In the formula, h represents the activation vector. h is the normalization of the mean value uB = 0, the covariance K = 1, and the pseudocovariance matrix C = 0. V is the covariance matrix. and γ represent the displacement parameter and scaling parameter to be learned, respectively. γ is a positive semidefinite matrix, which can be expressed as:

$$ \gamma = \left( {\begin{array}{*{20}c} \begin{gathered} \gamma_{11} \hfill \\ \gamma_{21} \hfill \\ \end{gathered} & \begin{gathered} \gamma_{12} \hfill \\ \gamma_{22} \hfill \\ \end{gathered} \\ \end{array} } \right) $$
(22)

3.1.5 Fully connected layer

In the entire deep complex convolutional network, the function of the complex fully connected layer is to map the distributed feature representation learned by the complex convolution layer, the complex maximum pooling layer and the complex activation function layer to the sample label space. Its purpose is to reduce the original rolling bearing signal input, and then use all the characteristic information to the maximum extent through the fully connected layer. The fully connected layer can be regarded as a convolutional layer with a 1 × 1 convolution kernel, that is, it transforms the input data into a one-dimensional vector. It then points to the vector, and the specific formula is as follows:

$$ \begin{aligned} o_{i} & = \sum\limits_{j = 1}^{m} {u_{j} *w_{ij} + c_{i} } \\ & = \sum\limits_{j = 1}^{m} {\left( {x_{i} + jy_{i} } \right)*\left( {u_{ij} + jv_{ij} } \right) + \left( {\alpha_{i} + j\beta_{i} } \right)} \\ & = \sum\limits_{j = 1}^{m} {\left[ {\left( {x_{i} u_{ij} - y_{i} v_{ij} } \right) + \left( {y_{i} u_{ij} + x_{i} v_{ij} } \right)j} \right] + \left( {\alpha_{i} + j\beta_{i} } \right)} \\ \end{aligned} $$
(23)

In the formula, U = {u1,…,um} is the input. O = {o1,…,om} is the output.
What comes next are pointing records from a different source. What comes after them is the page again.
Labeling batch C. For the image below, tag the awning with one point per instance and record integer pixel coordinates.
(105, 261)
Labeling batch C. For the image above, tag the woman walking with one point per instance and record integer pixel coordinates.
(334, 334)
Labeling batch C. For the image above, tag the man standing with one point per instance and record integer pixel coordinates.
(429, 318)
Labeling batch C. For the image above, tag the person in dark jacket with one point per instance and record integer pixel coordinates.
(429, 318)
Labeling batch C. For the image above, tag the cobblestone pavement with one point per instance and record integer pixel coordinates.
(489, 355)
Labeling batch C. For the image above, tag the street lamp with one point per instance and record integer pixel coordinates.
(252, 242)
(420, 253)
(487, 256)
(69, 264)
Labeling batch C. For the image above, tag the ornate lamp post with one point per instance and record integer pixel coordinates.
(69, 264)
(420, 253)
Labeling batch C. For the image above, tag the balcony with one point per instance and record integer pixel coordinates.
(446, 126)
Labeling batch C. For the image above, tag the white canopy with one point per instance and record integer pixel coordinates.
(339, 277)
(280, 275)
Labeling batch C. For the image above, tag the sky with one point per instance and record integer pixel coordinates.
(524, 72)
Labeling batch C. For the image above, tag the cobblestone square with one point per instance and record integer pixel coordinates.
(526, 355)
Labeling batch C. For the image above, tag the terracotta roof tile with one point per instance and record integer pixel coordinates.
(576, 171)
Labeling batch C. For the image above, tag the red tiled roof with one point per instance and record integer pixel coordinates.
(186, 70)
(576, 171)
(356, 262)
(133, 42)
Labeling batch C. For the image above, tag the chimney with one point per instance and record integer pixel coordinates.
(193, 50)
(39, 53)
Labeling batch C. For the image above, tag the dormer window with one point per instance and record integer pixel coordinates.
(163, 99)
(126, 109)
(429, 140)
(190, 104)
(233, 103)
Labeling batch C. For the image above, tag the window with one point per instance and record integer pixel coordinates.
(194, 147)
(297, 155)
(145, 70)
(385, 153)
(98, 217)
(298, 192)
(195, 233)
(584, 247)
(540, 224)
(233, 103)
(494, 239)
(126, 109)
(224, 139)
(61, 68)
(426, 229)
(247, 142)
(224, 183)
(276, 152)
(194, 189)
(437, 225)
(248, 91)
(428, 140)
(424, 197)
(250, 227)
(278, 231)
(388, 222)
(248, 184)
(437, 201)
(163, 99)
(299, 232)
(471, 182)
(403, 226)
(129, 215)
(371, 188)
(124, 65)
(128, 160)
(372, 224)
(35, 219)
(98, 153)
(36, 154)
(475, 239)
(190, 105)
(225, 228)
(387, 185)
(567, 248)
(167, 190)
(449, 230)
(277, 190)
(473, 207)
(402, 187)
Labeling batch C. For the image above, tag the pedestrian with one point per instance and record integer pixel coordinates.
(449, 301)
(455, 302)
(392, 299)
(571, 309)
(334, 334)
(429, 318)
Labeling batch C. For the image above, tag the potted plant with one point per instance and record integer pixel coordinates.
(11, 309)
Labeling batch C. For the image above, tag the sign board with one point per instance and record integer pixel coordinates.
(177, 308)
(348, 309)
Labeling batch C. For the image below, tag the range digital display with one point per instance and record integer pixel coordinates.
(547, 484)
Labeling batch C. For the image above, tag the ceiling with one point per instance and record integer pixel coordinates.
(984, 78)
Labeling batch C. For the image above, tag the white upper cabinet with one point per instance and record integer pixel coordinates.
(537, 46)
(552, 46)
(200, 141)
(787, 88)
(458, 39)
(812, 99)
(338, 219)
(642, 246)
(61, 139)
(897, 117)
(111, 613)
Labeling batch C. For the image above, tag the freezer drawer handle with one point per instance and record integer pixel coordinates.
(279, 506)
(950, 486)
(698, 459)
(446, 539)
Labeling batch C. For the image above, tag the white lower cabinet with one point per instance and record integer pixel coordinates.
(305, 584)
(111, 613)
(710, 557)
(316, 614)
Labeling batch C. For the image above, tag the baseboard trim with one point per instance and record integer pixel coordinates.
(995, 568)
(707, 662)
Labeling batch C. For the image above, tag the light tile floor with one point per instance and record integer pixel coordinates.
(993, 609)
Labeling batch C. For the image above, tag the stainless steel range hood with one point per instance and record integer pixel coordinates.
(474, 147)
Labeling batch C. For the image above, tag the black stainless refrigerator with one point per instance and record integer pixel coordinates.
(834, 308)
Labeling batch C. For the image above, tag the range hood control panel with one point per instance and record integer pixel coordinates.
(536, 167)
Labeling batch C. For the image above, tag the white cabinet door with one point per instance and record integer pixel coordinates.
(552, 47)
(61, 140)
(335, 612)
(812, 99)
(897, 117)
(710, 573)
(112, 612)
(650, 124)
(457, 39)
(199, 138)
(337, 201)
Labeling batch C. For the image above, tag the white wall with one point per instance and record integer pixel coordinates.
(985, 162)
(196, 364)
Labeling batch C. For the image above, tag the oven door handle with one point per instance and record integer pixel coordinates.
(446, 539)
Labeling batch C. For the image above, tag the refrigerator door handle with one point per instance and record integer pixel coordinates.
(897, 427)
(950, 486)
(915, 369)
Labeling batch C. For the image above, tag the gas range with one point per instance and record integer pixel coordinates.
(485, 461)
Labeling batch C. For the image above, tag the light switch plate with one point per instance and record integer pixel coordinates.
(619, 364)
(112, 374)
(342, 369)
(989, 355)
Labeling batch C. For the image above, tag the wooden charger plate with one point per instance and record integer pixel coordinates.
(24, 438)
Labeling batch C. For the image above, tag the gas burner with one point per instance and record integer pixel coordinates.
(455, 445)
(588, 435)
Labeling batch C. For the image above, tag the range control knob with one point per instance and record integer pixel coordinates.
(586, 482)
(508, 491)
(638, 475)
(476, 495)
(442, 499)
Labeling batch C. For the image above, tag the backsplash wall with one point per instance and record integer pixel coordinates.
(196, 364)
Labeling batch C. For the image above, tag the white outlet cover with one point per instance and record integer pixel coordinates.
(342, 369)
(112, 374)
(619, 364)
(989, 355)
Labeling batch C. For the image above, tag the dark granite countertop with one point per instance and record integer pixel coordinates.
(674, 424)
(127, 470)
3.1.6 Complex output layer

The output layer in the complex form is designed with reference to the superposition state in quantum mechanics. Because quits in quantum computing can express two possible states, n quits represent 2n states. Therefore, we can apply this idea to the model presented in this section. The rolling bearing signal enters the output layer after the convolution and pooling layer, and the probability corresponding to the amplitude of each rolling bearing signal is initialized to be equal and the cumulative sum is 1. The model performs a quantum observation, and each signal amplitude is mapped to a corresponding position that satisfies the probability distribution, and finally classified by probability. In addition, the function expressing the quantum state of the particle satisfies the normalization condition. The sum of the distribution probabilities of the particles is equal to 1. For the multi-classification problem of rolling bearing fault signals, the output value of the complex node corresponds to the probability of a category after being normalized by the softmax nonlinear function. It satisfies the constraint of probability distribution, that is,

$$\sum\limits_{k = 1}^{K} {p(k) = 1}$$

. The l2 norm of the complex number domain input z = x + yi (x,y ∈ R) can be defined as A. For softmax regression, the probability of each class of the K class classifier corresponding to its input feature z is P(y = k|z,). That is

$$ h_{\theta } \left( x \right) = \left[ \begin{gathered} P\left( {Y = 1|z;\theta_{1} } \right) \hfill \\ \vdots \hfill \\ P\left( {Y = k|z;\theta_{k} } \right) \hfill \\ \end{gathered} \right] = \frac{1}{{\sum\limits_{h = 1}^{k} {\left\| {e^{{\theta_{h}^{T} Z}} } \right\|} }}\left[ \begin{gathered} \left\| {e^{{\theta_{1}^{T} Z}} } \right\| \hfill \\ \vdots \hfill \\ \left\| {e^{{\theta_{k}^{T} Z}} } \right\| \hfill \\ \end{gathered} \right] $$
(24)

In the formula, θ1,…,θk ∈ Qn are the parameters of the reconvolutional neural network model and \(e^{{\theta_{h}^{T} Z}} = e^{{\theta_{h}^{T} x}} + e^{{\theta_{h}^{T} y}} i\) is in the Softmax regression. For input data Z = {z(1),…z(m)}, its cost function is defined as follows:

$$ I\left( \theta \right) = - \frac{1}{m}\left[ {\sum\limits_{g = 1}^{m} {\sum\limits_{h = 1}^{k} {J\left\{ {Y^{(g)} = h} \right\}\log \frac{{\left\| {e^{{\theta_{1}^{T} Z^{g} }} } \right\|^{2} }}{{\left\| {e^{{\theta_{h}^{T} Z^{g} }} } \right\|^{2} }}} } } \right] $$
(25)

In the formula, when Y(g) is h, the index function J{Yg = h} = 1, otherwise it is 0.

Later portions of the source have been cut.